Я еще тогда ехидно подумал: шпрехаем, да фиг вам скажем. Мы даже стихи с Ван-Ванычем о розах шпрехаем, только не свиньям о розах читать! Розляйн, розляйн, розляйн рот… Как там дальше?.. В общем, дикая розочка в голом поле… Это ведь про Зою, это она – розочка посреди поля. Господи, как вдруг понятней стали эти слова!
И вот что еще пришло в голову: слава Богу, что сегодня не надо с ней под патефон танцевать. Лучше встретить на лужайке, где она – другая.
Мне почему-то жалко ее стало. В штабном вагоне ее не жалко, а тут вдруг проняло. Будто два разных человека: там – бесчувственная лягушка, а тут – Василиса, которая сбросила лягушачью кожу. Василиса с печалью на дне зрачков. Там, в штабном, я от нее бежал бы стремглав, а тут, наоборот, цельный день следующий ходил, высматривал, чтобы быть к ней поближе. А зачем – сам не знаю.
Издалека можно разглядеть,как она около Шурочки хлопочет. Тоже, наверное, счастлива, что не надо к своему Леше Белому идти, на коленях у него елозить, бормотуху насильно пить. В нашу сторону не посмотрит, мы ей неинтересны. Иногда с теть-Дуней о чем-то своем перемолвится – и опять к Шурочке.
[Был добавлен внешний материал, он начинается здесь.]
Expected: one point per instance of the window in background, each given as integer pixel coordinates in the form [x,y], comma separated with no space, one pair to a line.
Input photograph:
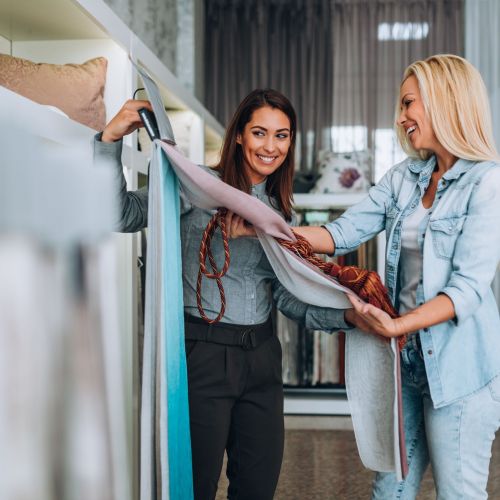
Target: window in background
[346,139]
[402,31]
[388,152]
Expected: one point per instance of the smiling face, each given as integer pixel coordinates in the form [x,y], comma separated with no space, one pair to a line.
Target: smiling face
[265,142]
[414,119]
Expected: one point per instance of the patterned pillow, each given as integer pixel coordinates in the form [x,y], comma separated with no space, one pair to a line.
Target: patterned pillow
[76,89]
[343,172]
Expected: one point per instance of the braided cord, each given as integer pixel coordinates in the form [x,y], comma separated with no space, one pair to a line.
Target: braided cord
[217,220]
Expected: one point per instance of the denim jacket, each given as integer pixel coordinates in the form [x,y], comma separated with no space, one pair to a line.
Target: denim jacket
[250,280]
[460,242]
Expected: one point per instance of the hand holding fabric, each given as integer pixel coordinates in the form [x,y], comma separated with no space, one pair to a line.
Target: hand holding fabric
[125,121]
[371,319]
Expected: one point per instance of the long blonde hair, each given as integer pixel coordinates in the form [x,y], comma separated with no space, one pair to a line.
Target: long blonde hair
[456,102]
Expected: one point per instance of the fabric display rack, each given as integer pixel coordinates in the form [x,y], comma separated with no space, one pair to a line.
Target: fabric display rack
[69,301]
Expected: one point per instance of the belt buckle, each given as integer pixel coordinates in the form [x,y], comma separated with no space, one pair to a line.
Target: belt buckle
[247,341]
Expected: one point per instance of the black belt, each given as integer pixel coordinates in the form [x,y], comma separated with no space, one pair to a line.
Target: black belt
[246,336]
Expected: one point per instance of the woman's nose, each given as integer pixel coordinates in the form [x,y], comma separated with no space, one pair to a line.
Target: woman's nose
[269,144]
[401,118]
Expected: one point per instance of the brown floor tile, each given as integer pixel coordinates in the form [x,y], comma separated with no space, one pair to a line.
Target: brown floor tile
[324,465]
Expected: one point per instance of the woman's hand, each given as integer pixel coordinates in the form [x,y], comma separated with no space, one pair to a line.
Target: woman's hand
[371,319]
[236,226]
[125,121]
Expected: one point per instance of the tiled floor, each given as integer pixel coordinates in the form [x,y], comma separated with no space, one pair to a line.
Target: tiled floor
[324,465]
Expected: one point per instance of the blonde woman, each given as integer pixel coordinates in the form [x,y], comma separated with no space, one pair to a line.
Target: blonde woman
[440,209]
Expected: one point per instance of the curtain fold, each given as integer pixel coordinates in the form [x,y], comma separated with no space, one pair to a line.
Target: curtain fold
[329,57]
[482,45]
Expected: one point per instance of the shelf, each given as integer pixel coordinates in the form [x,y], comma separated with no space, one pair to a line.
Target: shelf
[301,391]
[34,30]
[316,403]
[327,201]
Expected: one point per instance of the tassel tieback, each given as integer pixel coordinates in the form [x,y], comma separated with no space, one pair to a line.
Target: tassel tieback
[366,284]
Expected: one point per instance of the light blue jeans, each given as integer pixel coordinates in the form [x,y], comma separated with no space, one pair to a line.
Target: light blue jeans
[455,439]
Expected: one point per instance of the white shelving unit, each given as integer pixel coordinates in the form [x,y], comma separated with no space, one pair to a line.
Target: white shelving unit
[73,31]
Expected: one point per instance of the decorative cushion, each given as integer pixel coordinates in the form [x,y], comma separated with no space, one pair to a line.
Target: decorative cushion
[76,89]
[343,172]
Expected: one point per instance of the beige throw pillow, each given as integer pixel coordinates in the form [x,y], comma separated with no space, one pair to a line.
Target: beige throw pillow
[76,89]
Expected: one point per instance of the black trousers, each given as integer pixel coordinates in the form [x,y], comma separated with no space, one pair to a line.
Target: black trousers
[235,404]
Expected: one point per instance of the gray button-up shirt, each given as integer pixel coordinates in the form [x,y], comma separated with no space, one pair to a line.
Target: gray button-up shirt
[249,284]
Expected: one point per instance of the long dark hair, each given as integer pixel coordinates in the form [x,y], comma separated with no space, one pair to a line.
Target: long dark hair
[280,183]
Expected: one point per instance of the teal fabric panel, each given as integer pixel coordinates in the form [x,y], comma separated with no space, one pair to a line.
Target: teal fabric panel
[179,447]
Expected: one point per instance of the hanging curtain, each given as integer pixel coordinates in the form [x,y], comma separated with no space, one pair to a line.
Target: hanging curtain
[482,45]
[339,61]
[63,427]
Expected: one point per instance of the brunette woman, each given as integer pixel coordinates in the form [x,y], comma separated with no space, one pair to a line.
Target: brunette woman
[234,366]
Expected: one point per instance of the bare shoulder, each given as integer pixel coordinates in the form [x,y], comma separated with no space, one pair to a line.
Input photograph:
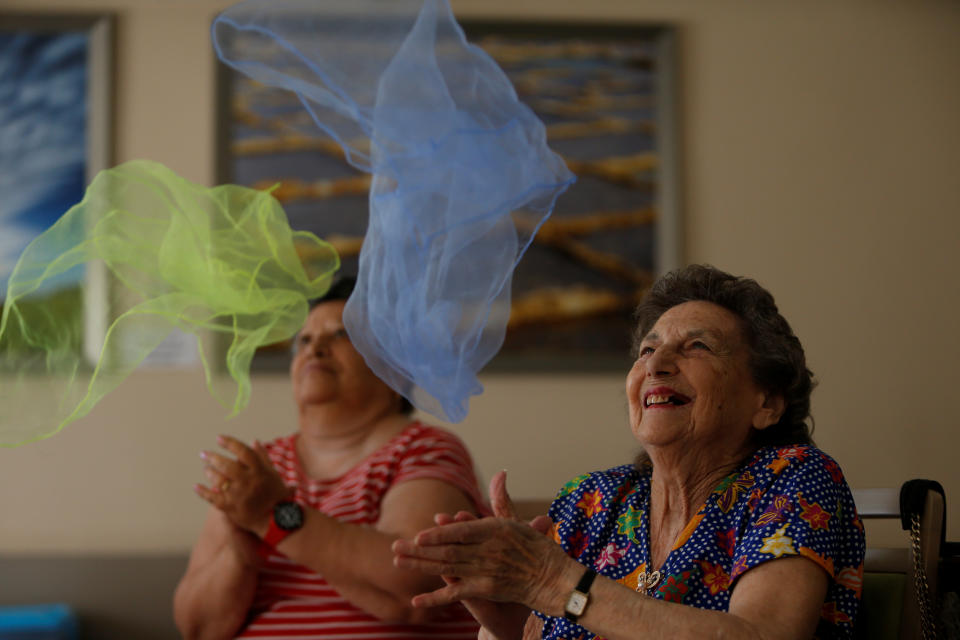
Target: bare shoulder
[779,613]
[409,506]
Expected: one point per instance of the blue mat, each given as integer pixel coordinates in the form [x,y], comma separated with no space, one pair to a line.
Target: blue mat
[38,622]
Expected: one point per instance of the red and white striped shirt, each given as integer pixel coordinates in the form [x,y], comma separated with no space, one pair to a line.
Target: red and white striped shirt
[294,602]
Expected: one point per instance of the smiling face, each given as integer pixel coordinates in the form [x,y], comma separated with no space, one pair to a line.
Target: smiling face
[691,384]
[326,368]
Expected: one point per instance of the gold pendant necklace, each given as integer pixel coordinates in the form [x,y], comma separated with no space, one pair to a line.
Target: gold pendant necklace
[647,580]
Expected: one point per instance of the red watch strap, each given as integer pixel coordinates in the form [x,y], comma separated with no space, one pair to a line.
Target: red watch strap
[274,534]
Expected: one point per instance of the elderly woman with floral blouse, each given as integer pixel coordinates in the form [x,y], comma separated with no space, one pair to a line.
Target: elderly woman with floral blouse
[729,524]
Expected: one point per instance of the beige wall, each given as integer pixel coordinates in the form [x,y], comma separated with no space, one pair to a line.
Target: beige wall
[821,145]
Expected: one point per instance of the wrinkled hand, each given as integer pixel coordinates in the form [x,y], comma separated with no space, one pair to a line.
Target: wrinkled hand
[245,487]
[499,558]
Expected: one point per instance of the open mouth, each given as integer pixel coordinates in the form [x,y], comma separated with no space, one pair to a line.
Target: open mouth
[660,397]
Шурочка для нее свет в окошке.
В прежние-то времена страничку из тетради вырвал бы и что-нибудь написал. Правда, не знаю что. А здесь ни бумажки, ни даже клочка газеты не найти. Даже у теть-Дуни, которая все в запасе имеет.
Впрочем, газету она нашла, клочок, и ловко цигарку себе сварганила.
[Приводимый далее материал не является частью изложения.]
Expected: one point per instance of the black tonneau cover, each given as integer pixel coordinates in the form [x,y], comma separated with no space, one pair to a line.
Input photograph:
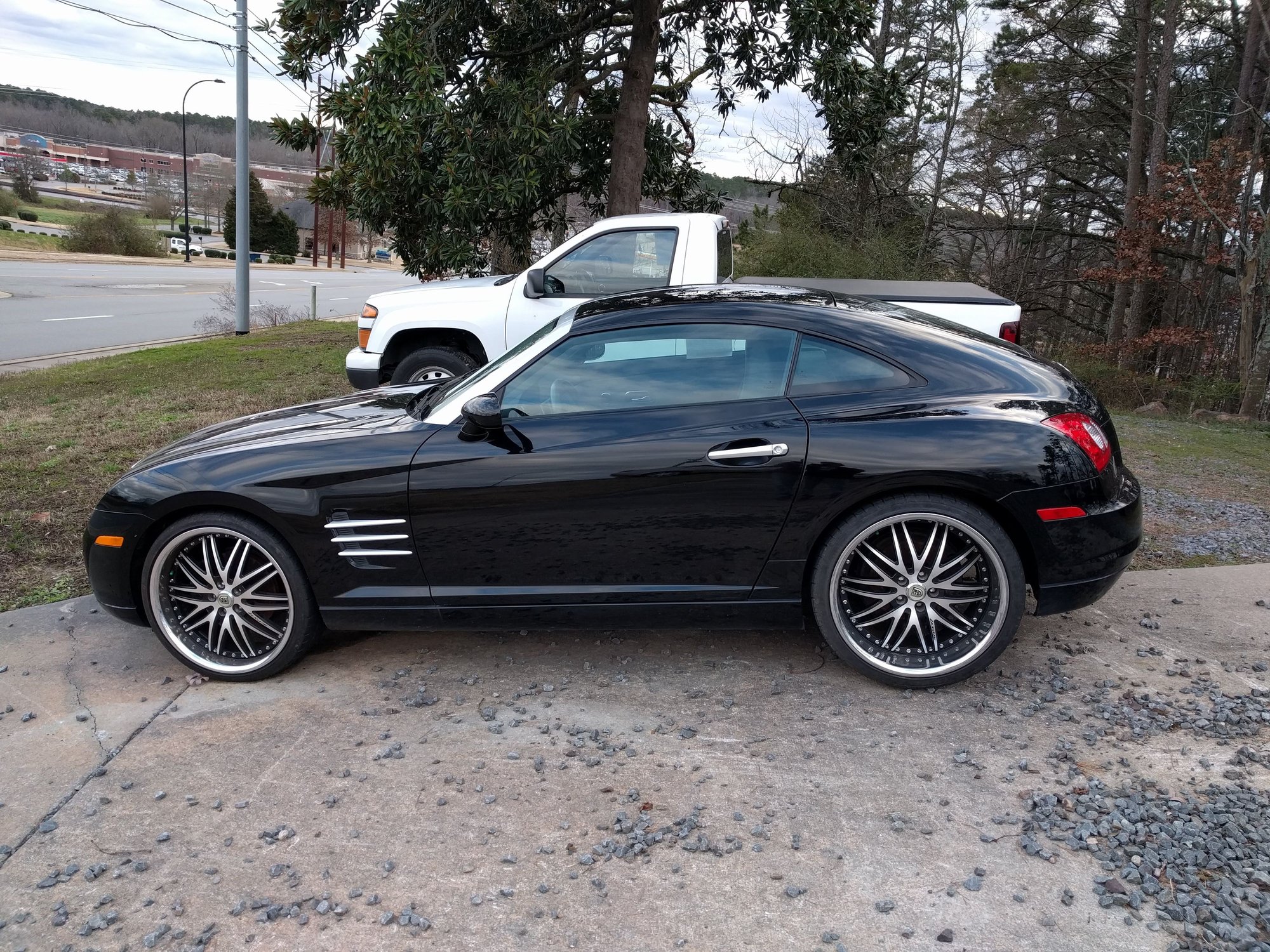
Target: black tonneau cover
[952,293]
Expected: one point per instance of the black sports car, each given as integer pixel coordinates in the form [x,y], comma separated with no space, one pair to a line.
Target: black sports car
[718,456]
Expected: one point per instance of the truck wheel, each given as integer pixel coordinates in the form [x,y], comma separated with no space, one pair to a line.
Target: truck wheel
[432,365]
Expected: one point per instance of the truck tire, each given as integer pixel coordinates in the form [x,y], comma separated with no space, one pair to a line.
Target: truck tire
[432,365]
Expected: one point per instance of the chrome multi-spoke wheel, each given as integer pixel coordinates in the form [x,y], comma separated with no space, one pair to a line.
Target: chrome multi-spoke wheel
[228,597]
[223,600]
[920,595]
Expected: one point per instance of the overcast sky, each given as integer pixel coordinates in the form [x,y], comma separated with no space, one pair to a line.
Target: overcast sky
[50,46]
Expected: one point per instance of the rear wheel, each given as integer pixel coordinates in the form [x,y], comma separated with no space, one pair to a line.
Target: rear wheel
[919,591]
[228,598]
[432,365]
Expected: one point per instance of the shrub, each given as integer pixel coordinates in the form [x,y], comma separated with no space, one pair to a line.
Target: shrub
[262,315]
[115,233]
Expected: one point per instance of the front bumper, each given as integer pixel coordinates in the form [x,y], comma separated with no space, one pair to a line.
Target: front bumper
[1078,562]
[364,369]
[111,571]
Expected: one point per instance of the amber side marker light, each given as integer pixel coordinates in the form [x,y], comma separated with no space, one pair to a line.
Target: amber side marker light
[1061,512]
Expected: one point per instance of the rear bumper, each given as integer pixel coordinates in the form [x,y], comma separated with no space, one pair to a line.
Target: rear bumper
[363,369]
[1079,560]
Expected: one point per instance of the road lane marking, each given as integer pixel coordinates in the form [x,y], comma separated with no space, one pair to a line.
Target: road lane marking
[86,318]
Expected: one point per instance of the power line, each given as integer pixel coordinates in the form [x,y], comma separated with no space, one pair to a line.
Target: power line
[128,22]
[195,13]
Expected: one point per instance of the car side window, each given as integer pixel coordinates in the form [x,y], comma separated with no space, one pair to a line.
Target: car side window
[609,265]
[829,367]
[658,366]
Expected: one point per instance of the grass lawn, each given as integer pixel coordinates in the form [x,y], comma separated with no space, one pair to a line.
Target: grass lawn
[68,432]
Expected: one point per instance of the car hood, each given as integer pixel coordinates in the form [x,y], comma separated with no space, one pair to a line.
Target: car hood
[369,412]
[492,286]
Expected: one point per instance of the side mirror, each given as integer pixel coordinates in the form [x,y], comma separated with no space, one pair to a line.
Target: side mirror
[483,414]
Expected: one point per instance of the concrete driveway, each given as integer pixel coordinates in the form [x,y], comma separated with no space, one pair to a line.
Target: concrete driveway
[477,790]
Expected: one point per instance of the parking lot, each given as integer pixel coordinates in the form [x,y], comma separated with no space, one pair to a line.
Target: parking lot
[631,790]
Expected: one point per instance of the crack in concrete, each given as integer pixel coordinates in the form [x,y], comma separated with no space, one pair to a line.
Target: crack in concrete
[92,775]
[79,697]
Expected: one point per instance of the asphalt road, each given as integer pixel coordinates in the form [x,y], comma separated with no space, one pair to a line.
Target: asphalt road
[58,308]
[465,790]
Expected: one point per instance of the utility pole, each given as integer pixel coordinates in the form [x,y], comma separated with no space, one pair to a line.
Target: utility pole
[317,167]
[243,187]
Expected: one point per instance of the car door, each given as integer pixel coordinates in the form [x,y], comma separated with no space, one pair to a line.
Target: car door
[627,260]
[646,465]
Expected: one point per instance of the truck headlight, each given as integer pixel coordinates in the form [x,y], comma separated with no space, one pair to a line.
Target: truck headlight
[365,323]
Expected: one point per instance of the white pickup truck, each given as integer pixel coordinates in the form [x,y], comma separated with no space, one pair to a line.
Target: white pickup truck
[448,328]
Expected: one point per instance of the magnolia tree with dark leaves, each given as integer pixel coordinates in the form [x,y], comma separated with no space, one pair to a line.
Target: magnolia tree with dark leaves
[467,124]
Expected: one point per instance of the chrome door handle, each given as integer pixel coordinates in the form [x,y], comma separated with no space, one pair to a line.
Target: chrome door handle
[768,450]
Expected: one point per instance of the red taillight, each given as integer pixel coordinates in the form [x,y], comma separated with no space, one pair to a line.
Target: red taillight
[1061,512]
[1086,435]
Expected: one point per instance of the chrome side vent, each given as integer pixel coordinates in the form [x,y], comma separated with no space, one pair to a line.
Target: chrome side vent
[359,539]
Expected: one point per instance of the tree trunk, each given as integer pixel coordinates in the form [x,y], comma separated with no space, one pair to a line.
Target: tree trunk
[949,126]
[1156,157]
[629,158]
[507,257]
[1137,154]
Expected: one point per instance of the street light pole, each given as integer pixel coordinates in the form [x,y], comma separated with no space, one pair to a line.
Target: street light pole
[185,162]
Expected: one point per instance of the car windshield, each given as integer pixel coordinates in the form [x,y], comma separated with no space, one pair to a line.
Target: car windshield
[462,388]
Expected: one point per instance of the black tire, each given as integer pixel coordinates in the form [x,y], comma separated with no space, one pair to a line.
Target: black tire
[995,616]
[416,366]
[299,628]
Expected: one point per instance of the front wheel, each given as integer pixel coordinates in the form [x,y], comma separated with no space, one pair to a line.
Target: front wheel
[228,597]
[919,591]
[432,365]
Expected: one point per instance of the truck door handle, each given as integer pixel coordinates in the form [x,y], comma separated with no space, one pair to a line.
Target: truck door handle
[766,450]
А мы как увидели, собрались всем вагончиком посмотреть, как она дым из ноздрей пускать станет.
А теть-Дуня закурила, сидя посреди поляны, так вкусно у нее получалось, что кто-то из ребятни попросил: теть-Дунь, дай курнуть-то! Дай!
Она прищурясь, морщины у глаз собрались, с усмешкой закрутку отдала:
– Ну курни… Горлодер… До нутра забирает.
Первый проситель курнул неловко, не успел вдохнуть, как скорчился от кашля. Второй только крякнул, головой замотал. А потом пошло по очереди. Все курнули, кроме девочек. Кто затягивался с кашлем, а кто едва-едва самокрутку слюнявил. Но все равно делали вид, что нравится.
Последними теть-Дуня позвала меня и Зою. Мы сошлись, не глядя друг на друга. Хотя мне очень хотелось еще разочек в ее глаза заглянуть.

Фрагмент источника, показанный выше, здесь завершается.